I should have left in that moment – a great deal of heartache would have been avoided if I had. But I felt compelled to approach. A few moments later, I had crossed the floor and was standing next to the bed. A gory skull looked up at me, eyeless. I saw that the man’s face was in fact still attached at the left side; it had simply been peeled away on the others. There was a mark, I saw, carved into his forehead like a mason with a chisel – a mark which I recognised as one of the summoning ideograms which the prognosticators had been busy scrawling on the walls ahead of my possession. But it had not been done with care and precision; just scratched on, like a child drawing in wet concrete.
My heart lurched as another rattling, sucking breath entered the man’s lungs. Blood frothed out of his mouth and from a hole in his neck. He could not see me, but I could tell that he sensed I was there. The exposed musculature and tissues of his mouth and jaw worked to expel a single word. He was parched, so it was barely a whisper, but I was able to make it out:
“Sorry.”
I frowned, and then a thought took root in my mind. I reached out with trembling hands, pinching the man’s face between my two forefingers and thumbs and, as though I were folding a piece of laundry, slowly lifted the flap up and over his glistening, cracked skull.
It was Senator Jansen.
My screaming woke the physician, who rushed in.
“You are not supposed to be in here!” she shouted at me. But, for all her anger, I could see that she was ashamed of this appalling spectacle and her role in it. “Get out, now!”
I did. Sick of it all, of this brutality, of this horror and death, I exited the chamber and then the physician’s residence entirely, bursting out into the hallway and emitting a great, heaving sob.

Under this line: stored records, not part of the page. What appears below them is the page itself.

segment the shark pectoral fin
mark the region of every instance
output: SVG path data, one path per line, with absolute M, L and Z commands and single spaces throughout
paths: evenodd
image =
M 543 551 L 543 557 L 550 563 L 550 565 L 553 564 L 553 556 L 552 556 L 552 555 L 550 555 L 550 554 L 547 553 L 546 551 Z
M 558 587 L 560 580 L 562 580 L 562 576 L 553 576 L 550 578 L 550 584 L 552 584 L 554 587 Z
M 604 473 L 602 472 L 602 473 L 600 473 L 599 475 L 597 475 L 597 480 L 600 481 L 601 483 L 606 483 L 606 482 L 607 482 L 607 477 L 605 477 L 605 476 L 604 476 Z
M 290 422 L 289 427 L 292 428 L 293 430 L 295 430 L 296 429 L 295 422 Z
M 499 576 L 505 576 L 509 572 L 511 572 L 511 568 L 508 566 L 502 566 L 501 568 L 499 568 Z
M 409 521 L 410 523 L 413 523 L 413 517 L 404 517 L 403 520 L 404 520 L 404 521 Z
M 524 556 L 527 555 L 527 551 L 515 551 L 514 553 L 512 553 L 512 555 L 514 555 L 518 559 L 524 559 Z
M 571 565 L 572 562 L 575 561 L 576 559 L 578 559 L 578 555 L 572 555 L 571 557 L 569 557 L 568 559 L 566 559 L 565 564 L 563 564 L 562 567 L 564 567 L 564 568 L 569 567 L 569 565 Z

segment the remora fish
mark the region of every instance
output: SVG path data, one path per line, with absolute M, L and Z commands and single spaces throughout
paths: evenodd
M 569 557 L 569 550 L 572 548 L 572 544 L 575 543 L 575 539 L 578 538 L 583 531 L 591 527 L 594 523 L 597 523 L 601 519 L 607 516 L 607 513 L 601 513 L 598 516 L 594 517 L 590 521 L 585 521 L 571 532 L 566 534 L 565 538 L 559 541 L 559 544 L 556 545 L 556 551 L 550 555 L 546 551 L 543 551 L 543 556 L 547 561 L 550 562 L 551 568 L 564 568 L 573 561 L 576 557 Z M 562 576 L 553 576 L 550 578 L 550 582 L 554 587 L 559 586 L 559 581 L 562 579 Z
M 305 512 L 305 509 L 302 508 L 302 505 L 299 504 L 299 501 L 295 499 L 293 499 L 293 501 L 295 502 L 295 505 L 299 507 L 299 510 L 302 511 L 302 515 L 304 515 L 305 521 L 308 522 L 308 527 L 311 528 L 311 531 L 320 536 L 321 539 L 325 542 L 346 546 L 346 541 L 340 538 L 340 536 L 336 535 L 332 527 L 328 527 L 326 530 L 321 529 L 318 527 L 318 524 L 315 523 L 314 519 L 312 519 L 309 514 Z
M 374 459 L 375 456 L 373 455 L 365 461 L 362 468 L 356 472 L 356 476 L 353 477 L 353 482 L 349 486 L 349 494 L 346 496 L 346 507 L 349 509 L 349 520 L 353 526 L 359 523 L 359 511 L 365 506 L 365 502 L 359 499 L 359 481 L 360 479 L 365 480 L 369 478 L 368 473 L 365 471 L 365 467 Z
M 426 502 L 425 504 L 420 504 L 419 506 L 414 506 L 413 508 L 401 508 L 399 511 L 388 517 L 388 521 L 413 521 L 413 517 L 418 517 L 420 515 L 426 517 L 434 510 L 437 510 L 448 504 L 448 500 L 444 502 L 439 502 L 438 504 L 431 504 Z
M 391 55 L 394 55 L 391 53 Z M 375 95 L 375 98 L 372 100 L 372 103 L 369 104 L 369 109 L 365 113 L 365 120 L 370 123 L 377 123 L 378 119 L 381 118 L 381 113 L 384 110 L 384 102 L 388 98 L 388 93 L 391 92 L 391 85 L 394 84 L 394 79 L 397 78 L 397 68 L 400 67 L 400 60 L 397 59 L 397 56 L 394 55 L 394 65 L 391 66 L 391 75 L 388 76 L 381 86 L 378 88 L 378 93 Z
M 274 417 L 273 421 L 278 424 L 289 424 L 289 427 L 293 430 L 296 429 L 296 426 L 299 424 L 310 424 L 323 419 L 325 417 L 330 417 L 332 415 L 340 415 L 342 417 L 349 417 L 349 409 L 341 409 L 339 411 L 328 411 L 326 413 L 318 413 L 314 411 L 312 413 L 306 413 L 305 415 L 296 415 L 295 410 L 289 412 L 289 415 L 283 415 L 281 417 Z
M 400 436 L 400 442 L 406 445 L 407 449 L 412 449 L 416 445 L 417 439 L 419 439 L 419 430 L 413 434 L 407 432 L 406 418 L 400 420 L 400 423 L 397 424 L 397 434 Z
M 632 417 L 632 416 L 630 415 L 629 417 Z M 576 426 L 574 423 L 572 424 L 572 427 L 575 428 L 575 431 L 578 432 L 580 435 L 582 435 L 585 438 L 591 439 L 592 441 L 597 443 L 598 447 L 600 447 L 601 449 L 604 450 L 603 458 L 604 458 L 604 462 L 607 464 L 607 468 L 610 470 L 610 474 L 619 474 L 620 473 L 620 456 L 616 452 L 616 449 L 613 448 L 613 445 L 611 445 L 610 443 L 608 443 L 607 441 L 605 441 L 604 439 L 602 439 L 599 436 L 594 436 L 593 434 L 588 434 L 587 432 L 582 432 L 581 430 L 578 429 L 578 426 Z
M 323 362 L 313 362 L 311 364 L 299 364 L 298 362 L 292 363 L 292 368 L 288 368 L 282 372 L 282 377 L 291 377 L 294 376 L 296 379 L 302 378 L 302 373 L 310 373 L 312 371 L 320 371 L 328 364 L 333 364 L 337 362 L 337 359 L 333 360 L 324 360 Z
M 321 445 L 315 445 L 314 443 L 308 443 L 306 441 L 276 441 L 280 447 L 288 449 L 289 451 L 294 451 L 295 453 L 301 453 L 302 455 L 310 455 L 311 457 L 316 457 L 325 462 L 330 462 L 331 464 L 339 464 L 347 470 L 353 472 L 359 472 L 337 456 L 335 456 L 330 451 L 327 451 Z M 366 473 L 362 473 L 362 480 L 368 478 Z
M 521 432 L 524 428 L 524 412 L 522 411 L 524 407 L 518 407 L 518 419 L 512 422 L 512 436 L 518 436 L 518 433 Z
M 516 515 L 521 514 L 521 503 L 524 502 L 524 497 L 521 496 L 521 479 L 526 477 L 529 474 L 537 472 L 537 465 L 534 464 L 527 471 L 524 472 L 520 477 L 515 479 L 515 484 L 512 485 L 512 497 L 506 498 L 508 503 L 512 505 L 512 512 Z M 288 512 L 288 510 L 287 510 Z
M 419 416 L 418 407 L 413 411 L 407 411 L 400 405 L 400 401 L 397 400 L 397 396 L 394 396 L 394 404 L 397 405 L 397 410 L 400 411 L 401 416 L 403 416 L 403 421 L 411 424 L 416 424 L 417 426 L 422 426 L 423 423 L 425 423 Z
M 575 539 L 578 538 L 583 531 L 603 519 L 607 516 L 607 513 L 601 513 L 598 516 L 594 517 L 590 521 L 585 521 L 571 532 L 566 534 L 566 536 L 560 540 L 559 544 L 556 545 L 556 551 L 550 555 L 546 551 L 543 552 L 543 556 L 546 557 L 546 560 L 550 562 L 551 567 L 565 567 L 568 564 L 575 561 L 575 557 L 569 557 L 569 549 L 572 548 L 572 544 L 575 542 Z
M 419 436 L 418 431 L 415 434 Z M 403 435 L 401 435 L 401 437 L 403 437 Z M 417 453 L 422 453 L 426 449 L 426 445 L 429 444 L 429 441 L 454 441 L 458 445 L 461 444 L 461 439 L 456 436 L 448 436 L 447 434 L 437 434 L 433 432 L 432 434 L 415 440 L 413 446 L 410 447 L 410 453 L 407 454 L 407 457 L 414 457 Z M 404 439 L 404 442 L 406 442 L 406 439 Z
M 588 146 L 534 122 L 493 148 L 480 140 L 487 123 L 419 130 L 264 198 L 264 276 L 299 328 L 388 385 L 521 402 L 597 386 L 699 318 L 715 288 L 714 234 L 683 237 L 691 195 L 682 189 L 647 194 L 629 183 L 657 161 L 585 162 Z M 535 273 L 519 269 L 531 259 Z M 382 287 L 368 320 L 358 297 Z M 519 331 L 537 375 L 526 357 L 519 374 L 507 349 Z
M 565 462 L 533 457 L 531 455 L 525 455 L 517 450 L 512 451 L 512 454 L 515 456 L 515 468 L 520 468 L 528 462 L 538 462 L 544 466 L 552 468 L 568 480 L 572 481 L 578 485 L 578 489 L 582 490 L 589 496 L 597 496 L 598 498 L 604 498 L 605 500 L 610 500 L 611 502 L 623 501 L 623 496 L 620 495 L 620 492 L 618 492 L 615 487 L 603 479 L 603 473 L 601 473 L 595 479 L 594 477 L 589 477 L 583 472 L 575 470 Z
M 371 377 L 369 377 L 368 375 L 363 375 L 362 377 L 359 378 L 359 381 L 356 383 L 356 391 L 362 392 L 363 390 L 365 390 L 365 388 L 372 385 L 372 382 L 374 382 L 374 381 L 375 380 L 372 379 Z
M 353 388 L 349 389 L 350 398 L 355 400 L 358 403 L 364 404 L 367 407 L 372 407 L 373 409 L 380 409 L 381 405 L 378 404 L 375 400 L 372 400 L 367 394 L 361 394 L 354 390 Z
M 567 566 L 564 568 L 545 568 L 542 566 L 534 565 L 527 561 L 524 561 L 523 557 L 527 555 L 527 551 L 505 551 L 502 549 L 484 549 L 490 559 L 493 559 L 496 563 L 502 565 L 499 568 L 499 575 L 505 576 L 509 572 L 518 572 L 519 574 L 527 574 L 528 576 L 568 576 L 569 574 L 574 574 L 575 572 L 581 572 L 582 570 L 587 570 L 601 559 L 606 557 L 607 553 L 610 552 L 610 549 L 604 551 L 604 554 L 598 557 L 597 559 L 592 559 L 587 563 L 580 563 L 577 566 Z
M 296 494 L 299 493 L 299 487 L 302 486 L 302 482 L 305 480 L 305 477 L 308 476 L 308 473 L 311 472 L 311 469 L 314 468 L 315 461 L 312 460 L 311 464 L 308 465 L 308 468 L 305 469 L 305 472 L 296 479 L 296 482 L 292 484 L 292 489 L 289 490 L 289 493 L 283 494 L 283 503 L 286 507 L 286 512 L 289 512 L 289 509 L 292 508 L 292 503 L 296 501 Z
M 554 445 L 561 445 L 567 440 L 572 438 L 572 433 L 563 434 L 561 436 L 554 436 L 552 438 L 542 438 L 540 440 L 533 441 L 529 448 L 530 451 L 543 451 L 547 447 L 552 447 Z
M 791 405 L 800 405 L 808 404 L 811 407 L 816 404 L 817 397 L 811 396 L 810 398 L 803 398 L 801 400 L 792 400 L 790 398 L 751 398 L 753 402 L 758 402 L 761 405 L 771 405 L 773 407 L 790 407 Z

Sir Radomir, who had been dozing in a chair outside the door, yelled out as he was startled awake, instinctively pulling his short sword halfway out its scabbard.
“Helena!” he shouted, rubbing the sleep away from his eyes. He gripped me by my upper arms. “You are safe! You are safe now!”
I could not be calmed. It all came pouring out of me like wine from an uncorked bottle. I collapsed into his arms and sobbed, hysterical. Everybody was wrong about me; I was not strong enough. Everybody kept saying that I was forged from steel, that I had a brilliant mind and an iron comportment, that my upbringing and tutelage had all conspired to make me mentally strong. But I was not. Who could endure these things? No human being was designed to deal with such constant horror and insanity. I was not becoming inured to it; it was destroying me from the inside out.
The physician rushed out, this time with a tankard of something in her hand.
“Here, give her this,” she said.
Sir Radomir took the proffered tankard, but I smacked it out of his hand. “No!” I shouted. “I don’t want your fucking potions. I don’t want to go back to sleep! Don’t make me go back to sleep, please!”
“She must—!” the physician started, but Sir Radomir cut her off.
“Just— Creus, shut up a minute,” he snapped at her as he tried to wrestle me still. “Helena, for Nema’s sake get a grip on yourself.”
I thrashed against his hold, but I was weak and in shock and I could feel my strength ebbing.
“Helena!” Sir Radomir shouted, finally losing patience. He dealt me a stinging slap across the cheek, and I collapsed to the floor, my histrionics cut short. “I am sorry, Helena,” he said, squatting down next to me. I felt his hand pressed between my shoulder blades, and he rubbed my back gently. “I am… not very good at dealing with crying maids.”